We are amazing creations, constantly converting our experience into wisdom, our understanding into new action. That condemning voice whispers from cruel naiveté when it insinuates our weakness is all we will ever be. Living creatures grow. We are living plants in the house of the Lord, where we will flourish.
“Nothing can help you,” the voice says. “You can’t help being what you are.” In this it is the most mistaken! Any child of God can laugh it to silence. We are certainly not alone! Where our enemy thinks of us as a tool that can be handled, defined by our weakness, and utterly helpless, the truth sings to our hearts that God loves us deeply and intimately. If He is a vine, we are His branches. If we are corn growing in a field, He is the rain and sun that sustain us. Our roots cling tenaciously to the earth; our life has a hidden source beyond appearances. The mysterious activity of the Holy Spirit to will and to work out in us God’s pleasure is incomprehensible to our critics. For His name’s sake He moves us to repentance and bursts of growth that have no other explanation. We can do all things through Christ who strengthens us.

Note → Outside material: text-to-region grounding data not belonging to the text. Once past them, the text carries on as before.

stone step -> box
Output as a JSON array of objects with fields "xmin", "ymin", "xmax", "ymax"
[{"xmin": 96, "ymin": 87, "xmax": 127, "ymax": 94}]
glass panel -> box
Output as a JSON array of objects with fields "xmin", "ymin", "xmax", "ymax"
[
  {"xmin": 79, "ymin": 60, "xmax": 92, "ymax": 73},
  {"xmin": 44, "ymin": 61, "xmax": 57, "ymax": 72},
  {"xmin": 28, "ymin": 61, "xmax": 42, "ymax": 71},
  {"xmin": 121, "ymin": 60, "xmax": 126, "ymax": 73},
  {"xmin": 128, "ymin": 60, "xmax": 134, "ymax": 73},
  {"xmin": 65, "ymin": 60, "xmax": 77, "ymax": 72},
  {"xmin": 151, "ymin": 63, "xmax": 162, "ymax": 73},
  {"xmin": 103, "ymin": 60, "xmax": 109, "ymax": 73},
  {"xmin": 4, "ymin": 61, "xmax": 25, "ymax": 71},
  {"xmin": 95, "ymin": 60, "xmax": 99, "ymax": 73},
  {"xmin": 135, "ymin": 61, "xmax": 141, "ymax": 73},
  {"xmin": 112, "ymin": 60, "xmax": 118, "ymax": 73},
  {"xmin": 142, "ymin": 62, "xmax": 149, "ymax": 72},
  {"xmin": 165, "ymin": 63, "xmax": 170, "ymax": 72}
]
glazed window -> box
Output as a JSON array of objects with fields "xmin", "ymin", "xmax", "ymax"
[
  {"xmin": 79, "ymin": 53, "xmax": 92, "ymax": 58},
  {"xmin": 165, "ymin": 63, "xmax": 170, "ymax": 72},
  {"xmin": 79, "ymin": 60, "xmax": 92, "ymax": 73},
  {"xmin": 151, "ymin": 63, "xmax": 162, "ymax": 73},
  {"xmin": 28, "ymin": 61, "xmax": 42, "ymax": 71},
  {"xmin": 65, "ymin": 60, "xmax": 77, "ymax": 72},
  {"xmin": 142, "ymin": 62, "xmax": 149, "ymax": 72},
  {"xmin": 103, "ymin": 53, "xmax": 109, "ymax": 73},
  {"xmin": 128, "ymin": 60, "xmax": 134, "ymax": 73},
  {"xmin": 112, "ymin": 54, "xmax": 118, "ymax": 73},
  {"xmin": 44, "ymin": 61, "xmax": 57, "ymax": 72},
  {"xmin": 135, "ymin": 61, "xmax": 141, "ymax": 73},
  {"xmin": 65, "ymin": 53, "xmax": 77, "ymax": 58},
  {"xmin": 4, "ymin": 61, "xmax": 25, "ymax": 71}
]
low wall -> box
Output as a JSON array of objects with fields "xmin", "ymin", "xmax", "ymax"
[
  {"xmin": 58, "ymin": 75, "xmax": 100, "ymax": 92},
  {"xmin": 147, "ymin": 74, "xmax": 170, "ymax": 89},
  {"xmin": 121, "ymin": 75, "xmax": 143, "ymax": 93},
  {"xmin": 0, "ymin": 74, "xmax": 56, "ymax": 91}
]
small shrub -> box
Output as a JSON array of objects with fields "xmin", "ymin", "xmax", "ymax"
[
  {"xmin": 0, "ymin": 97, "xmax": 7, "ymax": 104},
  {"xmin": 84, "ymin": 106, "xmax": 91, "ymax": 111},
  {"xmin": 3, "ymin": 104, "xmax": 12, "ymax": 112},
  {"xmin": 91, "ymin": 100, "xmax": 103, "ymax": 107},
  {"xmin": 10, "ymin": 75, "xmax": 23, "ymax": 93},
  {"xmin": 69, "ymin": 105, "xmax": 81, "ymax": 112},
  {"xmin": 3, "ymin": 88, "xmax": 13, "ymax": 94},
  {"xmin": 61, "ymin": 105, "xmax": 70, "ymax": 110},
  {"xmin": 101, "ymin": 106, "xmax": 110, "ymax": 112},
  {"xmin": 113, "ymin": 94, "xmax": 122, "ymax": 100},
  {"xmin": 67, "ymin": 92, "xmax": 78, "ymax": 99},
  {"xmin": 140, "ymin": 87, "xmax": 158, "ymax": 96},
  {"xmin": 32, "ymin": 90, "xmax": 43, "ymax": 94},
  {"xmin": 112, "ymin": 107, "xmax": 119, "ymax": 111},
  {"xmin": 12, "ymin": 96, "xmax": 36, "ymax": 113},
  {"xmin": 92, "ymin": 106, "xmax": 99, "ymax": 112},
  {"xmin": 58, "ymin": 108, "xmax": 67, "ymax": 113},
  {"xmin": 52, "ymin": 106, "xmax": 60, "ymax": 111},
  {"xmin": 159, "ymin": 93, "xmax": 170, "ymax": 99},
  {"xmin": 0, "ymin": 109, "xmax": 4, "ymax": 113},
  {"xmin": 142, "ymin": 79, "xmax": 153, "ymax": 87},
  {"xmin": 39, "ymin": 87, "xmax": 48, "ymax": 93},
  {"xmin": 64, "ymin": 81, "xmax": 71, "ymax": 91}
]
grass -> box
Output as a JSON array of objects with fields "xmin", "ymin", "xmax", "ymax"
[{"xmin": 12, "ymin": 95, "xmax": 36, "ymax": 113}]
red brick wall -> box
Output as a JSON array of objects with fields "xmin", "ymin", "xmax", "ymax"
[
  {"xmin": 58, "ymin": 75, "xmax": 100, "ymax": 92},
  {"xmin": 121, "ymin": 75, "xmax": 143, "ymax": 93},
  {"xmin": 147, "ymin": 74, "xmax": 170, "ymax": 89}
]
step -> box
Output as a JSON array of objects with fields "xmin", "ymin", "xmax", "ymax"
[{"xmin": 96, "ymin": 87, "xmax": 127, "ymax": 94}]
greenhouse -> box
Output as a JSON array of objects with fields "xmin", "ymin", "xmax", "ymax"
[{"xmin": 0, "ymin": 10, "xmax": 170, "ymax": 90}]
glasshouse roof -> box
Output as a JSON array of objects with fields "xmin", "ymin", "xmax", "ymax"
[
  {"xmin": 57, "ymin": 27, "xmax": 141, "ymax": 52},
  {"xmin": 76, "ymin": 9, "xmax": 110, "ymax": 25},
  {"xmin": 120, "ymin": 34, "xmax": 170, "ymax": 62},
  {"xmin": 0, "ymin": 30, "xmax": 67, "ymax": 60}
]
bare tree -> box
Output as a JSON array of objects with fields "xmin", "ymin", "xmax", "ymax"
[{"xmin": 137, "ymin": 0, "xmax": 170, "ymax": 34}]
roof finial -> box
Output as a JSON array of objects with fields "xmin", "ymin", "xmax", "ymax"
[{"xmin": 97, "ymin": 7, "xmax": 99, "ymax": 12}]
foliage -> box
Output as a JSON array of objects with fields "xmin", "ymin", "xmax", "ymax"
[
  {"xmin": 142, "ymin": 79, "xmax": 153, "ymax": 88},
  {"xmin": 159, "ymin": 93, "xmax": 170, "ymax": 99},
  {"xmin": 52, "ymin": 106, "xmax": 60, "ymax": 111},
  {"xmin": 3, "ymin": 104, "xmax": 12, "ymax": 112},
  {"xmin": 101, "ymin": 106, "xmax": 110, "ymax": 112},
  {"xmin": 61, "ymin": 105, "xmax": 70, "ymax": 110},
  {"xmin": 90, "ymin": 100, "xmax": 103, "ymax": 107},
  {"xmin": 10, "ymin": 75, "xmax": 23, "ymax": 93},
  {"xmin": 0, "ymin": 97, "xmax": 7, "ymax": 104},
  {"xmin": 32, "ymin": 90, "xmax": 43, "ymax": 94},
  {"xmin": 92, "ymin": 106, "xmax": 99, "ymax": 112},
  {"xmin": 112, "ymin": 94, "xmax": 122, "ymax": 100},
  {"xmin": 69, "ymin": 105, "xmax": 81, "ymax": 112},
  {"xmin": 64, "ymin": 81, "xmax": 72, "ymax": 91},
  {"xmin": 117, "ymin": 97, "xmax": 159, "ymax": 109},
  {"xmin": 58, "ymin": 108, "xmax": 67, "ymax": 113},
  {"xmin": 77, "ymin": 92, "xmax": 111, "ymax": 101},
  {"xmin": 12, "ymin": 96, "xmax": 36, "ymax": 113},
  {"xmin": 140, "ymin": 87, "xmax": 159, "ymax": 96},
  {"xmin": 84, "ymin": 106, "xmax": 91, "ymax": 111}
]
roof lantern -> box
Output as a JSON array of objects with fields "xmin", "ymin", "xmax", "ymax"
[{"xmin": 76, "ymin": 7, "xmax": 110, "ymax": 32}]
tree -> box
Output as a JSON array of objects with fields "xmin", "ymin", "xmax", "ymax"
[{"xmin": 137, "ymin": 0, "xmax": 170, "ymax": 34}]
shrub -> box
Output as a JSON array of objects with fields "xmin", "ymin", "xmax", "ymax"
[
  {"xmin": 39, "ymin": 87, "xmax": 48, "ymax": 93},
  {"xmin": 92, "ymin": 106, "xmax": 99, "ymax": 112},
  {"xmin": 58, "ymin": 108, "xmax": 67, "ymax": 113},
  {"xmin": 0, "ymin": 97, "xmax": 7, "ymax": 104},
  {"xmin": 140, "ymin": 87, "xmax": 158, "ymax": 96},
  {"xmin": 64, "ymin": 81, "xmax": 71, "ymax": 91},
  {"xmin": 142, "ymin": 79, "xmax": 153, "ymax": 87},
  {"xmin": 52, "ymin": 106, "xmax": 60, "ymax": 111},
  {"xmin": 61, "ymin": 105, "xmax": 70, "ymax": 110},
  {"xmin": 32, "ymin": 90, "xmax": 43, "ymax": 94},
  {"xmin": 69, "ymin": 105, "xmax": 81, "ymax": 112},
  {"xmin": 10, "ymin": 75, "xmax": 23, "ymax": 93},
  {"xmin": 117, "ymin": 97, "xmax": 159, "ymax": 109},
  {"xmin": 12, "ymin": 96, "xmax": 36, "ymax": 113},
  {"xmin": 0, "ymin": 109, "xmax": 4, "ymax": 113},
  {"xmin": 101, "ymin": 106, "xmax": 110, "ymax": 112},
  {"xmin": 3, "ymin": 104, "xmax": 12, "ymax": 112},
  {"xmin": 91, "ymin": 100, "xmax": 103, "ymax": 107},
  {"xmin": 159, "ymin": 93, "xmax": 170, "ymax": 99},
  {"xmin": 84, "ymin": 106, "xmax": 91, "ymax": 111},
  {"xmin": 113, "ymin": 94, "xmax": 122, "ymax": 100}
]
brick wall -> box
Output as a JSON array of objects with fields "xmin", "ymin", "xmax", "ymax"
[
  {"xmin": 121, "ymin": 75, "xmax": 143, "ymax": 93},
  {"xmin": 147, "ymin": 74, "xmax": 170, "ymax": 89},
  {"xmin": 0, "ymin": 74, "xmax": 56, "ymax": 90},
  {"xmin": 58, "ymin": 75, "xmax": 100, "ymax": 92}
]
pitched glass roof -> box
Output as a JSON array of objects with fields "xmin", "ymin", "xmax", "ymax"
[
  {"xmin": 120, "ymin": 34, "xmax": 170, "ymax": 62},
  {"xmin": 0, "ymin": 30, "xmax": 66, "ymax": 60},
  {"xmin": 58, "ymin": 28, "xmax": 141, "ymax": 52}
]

Who is this corruption that speaks such lies into our hearts? Surely these voices are aligned with the accuser of the brethren. When we hear the lying voices let’s override them with the sound of the truth: the redeemed soul is alive and growing and sustained by our loving Lord. It is more than it seems. At every opportunity let’s remind our children, students, and friends that we are safe in His clasp and that from the curl of His hand we can laugh at the voices until they falter and fade in the music of our joy.
Beautiful. Thank you so much for sharing this. I am familiar with those voices. :) Your words are a huge encouragement!